Some natives patrol the small island shores, and during the winter make a good harvest picking up dead otters which have washed ashore. This happens in winter, because it is during severest weather that the otter freezes his nose, which means death. The pelts from these frozen animals, however, bring only a small price.

In earlier days nets were spread beneath the water around rocks shown by the hair rubbings to be resting places of otter. The method was often successful, as the poor beast swam over the trap in gaining his rock, but when leaving dove well below the surface, and was caught. This barbarous custom, together with the netting of ducks in narrow passageways, has, fortunately, long been a thing of the past.

In Kadiak Village, we met a Captain Nelson, the first man down from the north that spring, who had sledded from Nome to Katmai on Shelikoff Straits in two months. At Katmai he was held up several days, his men refusing to cross the straits until the local weather prophet, or astronom, as he is called, gave his consent. Seven hours of hard paddling carried them over the twenty-seven miles, the most treacherous of Alaskan narrows.

These astronoms are relics of an interesting type, who formerly held firm sway over the natives. They are supposed to know much about the weather from reading the sunrises, sunsets, stars, moon and tides, and often sit on a hilltop for hours studying the weather conditions. They are still absolutely relied upon to decide when sea otter parties may start on a trip, and are looked up to and trusted as chiefs by the people of the villages in which they live.

At Wood Island we heard of Messrs.
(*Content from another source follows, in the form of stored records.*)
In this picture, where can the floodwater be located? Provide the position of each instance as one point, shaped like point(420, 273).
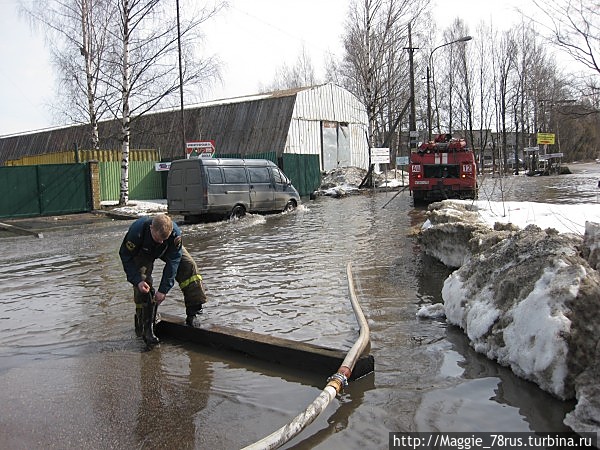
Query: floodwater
point(73, 374)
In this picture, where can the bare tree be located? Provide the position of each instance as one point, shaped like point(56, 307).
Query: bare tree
point(145, 57)
point(78, 36)
point(573, 26)
point(374, 66)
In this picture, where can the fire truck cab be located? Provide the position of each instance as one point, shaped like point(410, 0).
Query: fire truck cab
point(441, 169)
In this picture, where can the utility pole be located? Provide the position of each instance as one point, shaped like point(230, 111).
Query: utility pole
point(412, 119)
point(180, 82)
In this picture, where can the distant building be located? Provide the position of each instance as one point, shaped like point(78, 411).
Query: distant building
point(325, 124)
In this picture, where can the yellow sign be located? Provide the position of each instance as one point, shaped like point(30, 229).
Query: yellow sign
point(545, 138)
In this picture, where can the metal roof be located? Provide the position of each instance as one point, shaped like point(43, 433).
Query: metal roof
point(243, 125)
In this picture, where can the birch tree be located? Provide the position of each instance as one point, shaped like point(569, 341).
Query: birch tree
point(374, 66)
point(77, 33)
point(145, 57)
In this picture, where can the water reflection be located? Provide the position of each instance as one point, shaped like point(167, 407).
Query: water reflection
point(73, 371)
point(488, 390)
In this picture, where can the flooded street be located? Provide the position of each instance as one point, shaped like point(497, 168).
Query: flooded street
point(74, 375)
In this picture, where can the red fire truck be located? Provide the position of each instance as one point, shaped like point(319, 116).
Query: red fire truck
point(441, 169)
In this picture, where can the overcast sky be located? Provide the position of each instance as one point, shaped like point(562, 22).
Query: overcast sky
point(252, 38)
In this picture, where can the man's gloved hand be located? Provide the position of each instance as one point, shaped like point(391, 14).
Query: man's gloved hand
point(159, 297)
point(143, 287)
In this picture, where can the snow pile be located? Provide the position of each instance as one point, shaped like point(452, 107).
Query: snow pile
point(346, 180)
point(138, 207)
point(527, 298)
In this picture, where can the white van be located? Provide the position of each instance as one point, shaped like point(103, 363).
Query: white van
point(210, 187)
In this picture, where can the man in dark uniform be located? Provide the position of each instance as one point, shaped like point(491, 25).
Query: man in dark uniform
point(148, 239)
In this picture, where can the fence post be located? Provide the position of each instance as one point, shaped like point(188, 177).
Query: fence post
point(94, 177)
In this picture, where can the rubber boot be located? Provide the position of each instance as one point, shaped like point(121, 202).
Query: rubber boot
point(191, 313)
point(138, 321)
point(148, 314)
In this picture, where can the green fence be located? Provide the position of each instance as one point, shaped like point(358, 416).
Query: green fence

Kidder and Blake, two other sportsmen from Boston, who had already left for their hunting grounds in Kaluda Bay.

The spring was backward, and the bears still in their dens, but Merriam and I decided to take the North American Company's schooner Maksoutoff on its spring voyage around the island, when it carries supplies and collects furs from the natives. We were to sail as far as Kaguiac, a small village on the south shore, and were here promised a 30-foot sloop by the company. We added to our equipment two native baidarkas for hunting and a bear dog belonging to an old Russian hunter, Walter Matroken. Tchort (Russian for Devil) looked like a cross between a water spaniel and a Newfoundland, and though old and poorly supplied with teeth, many of which he had lost during his acquaintance with bears, he proved a good companion, game in emergencies, and a splendid retriever.
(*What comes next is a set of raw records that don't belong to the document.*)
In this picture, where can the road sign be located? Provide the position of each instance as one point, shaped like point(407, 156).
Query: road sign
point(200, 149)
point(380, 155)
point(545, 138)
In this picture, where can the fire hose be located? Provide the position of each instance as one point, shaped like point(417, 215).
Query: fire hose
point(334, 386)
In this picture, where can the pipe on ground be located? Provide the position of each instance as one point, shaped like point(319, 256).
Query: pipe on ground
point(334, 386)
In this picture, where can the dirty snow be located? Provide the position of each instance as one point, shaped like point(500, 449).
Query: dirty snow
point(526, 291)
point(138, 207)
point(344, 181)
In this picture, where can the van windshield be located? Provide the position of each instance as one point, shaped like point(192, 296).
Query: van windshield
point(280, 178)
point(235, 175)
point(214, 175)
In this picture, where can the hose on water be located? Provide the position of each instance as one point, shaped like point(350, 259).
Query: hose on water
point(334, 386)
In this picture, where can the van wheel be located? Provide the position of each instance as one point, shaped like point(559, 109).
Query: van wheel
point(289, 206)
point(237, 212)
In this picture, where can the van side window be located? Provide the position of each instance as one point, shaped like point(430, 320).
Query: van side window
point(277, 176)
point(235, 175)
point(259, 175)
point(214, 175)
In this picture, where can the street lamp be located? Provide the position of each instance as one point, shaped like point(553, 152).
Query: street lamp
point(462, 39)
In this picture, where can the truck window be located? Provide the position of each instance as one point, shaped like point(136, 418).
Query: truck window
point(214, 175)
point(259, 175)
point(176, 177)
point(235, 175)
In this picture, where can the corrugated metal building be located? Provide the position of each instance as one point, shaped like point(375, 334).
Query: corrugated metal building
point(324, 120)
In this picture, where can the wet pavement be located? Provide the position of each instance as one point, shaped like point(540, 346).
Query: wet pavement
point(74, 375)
Our rifle and camera batteries were as follows:

Merriam had a.45-70 and a.50-110 Winchester, both shooting half-jacketed bullets. My rifles were a.30-40 Winchester, a double .577, and a double .40-93-400, kindly lent me by Mr. S.D. Warren, of Boston, and on which I relied. Besides the pocket cameras and a small Goerz, I carried one camera with double lenses of 17-1/2-inch focus, and one with single lense of 30-inch focus. The last two were, of course, intended for animals at long range.

Hoping to prove something in regard to the weight of the Kadiak bear, I brought a pair of Fairbanks spring scales, weighing up to 300 pounds, and some water-tight canvas bags for weighing blood and the viscera.

We selected two good men as hunters for the trip, Vacille and Klampe.